Um Größe, Macht und Dominanz entsteht anscheinend unweigerlich und überall ein Wettkampf. Und das ist, so wie in vielen Bereichen, auch heute noch zwischen den Geschlechtern so. Dieses Großprojekt lässt die Frauenbilder wachsen und erstarken, sie werden dargestellt und betrachtet, vergrößert, erforscht und es wird wohl nicht nur kirchliche Vertreterinnen ermuntern, selbstbewusst zu äußern: Hier bin ich.

 

Frauenbilder im Mariendom: Broschüre: Licht. Schatten. Dasein Download: ku-linz.at/fileadmin/user_upload/FB_Kunstwissenschaft/Personen/Material_Minta/2021_LichtSchattenDasein_hg._Minta_Resch.pdf

Margit Greinöcker DIE BETRACHTERIN

Zoe Goldstein DIE DARSTELLERIN

Linzer Mariendom
Präsentation im Rahmen der Langen Nacht der Bühnen Mariendom
11. Juni 2022, 20:00 Uhr
Inszenierung eines Textes von Maynat Kurbanova mit Musik unter der Leitung von Elena Pierini Talk zum Thema Freiheit des Aufbruchs und Zwang zur Flucht im Dom

Margit Greinöcker ist mit ihren künstlerischen Positionen im In- und Ausland aufgefallen. Sie spannt in ihren Arbeiten einen Bogen von temporären Bauten oder ortspezifischen Handlungen bis zu experimentellen und dokumentarischen Videoproduktionen und rückt sehr oft feministische Themen ins Zentrum ihrer Arbeiten, zuletzt war sie in Linz durch das Projekt WALK OF FEM auf der Ernst-Koref-Promenade präsent.

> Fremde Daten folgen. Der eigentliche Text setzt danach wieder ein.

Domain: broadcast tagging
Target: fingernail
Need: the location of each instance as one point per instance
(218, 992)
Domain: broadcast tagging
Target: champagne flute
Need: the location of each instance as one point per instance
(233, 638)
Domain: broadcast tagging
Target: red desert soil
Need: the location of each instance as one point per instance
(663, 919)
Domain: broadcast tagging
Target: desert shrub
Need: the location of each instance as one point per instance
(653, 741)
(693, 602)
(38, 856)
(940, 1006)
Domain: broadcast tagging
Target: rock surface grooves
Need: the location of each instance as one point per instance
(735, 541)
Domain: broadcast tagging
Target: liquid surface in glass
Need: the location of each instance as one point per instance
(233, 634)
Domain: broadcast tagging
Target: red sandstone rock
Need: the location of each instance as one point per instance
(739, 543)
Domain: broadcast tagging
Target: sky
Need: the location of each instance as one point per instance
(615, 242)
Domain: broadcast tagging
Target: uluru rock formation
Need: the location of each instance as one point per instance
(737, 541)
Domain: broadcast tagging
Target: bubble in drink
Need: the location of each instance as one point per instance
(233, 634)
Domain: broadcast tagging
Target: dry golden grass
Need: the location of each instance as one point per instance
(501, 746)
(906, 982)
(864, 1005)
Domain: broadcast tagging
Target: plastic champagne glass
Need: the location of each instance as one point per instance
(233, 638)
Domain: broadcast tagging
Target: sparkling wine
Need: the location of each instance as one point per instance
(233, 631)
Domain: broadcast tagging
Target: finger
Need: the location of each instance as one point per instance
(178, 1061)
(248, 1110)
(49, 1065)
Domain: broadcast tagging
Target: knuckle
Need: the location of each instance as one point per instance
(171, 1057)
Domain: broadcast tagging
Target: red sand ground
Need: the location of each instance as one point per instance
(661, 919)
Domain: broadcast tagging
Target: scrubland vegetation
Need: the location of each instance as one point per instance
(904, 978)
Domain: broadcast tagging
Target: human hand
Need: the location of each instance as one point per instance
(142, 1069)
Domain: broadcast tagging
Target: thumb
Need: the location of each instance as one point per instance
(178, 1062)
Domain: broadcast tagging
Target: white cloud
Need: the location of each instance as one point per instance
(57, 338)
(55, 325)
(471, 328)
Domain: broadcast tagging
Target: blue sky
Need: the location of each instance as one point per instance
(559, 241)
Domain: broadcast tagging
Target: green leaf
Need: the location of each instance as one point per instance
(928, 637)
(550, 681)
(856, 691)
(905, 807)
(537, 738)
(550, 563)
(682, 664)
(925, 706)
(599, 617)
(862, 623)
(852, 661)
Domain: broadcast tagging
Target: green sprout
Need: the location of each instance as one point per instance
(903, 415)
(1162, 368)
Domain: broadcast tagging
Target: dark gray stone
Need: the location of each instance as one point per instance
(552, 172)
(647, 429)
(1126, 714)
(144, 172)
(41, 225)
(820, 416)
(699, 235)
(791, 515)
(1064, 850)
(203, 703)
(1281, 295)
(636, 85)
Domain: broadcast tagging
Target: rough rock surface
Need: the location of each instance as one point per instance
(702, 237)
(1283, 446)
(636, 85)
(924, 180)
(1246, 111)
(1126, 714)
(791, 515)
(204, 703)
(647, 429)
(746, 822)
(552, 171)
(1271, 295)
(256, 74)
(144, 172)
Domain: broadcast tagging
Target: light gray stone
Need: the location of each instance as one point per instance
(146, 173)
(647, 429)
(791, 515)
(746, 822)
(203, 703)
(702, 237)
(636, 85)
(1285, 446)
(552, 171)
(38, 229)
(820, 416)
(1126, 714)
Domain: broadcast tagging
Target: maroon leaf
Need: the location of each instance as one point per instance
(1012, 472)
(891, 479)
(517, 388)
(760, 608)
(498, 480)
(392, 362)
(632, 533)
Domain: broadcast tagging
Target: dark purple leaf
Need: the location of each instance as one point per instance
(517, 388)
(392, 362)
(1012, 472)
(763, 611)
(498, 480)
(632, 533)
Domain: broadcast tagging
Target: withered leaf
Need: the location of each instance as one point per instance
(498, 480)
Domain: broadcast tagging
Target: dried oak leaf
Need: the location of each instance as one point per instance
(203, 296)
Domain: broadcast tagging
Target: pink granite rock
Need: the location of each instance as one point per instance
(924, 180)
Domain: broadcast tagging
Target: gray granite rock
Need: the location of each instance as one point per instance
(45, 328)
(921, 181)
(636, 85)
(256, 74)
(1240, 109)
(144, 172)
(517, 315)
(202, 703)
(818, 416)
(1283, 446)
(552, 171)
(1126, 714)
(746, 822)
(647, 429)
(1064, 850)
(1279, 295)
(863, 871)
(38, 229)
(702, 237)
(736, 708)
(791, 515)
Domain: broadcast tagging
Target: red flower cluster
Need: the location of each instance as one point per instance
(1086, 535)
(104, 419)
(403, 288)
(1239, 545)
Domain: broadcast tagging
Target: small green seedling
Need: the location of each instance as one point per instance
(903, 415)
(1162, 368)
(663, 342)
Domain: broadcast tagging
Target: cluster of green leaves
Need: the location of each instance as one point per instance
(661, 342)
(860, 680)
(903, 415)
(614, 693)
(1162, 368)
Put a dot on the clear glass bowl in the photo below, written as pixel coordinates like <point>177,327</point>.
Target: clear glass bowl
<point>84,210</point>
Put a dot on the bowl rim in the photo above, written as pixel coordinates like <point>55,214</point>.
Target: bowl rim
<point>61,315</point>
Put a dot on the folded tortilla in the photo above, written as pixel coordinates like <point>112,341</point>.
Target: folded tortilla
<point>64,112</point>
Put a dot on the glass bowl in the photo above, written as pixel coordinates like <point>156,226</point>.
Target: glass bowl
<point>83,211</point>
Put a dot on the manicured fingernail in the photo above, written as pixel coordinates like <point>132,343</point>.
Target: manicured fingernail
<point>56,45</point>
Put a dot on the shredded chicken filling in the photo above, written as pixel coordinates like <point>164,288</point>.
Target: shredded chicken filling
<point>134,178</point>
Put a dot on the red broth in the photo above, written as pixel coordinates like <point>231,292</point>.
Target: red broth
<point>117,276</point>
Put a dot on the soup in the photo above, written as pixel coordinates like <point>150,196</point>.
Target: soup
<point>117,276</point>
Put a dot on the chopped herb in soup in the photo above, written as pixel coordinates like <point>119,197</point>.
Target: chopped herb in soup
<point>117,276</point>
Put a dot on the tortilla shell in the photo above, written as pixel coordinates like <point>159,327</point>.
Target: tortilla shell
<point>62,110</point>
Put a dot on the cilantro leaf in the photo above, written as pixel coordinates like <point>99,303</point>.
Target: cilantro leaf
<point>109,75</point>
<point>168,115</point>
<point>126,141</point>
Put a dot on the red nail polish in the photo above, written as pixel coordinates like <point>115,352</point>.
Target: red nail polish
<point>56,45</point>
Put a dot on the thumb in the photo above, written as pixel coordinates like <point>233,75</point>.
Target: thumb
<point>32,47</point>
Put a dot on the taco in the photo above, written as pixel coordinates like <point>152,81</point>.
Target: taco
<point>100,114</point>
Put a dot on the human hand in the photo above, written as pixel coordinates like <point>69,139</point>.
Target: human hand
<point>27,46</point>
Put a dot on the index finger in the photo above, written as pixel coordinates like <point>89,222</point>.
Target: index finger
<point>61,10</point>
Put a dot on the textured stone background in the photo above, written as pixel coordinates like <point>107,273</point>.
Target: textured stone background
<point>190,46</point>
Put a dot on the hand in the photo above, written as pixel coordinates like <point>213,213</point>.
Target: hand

Zoe Goldstein ist Portraitfotografin. Die Rolle der Geschlechter sowie die der stereotypen Körpersprachen sind wiederkehrende Motive und Themen in ihren Projekten.
„Mich faszinieren die Fragen der Wirkung und Auswirkung von Bildern: Inwieweit werden Frauen sichtbar, inwiefern hat sich das Bild, die Geschlechterrolle im Lauf der Zeit verändert?“, sagt Zoe Goldstein.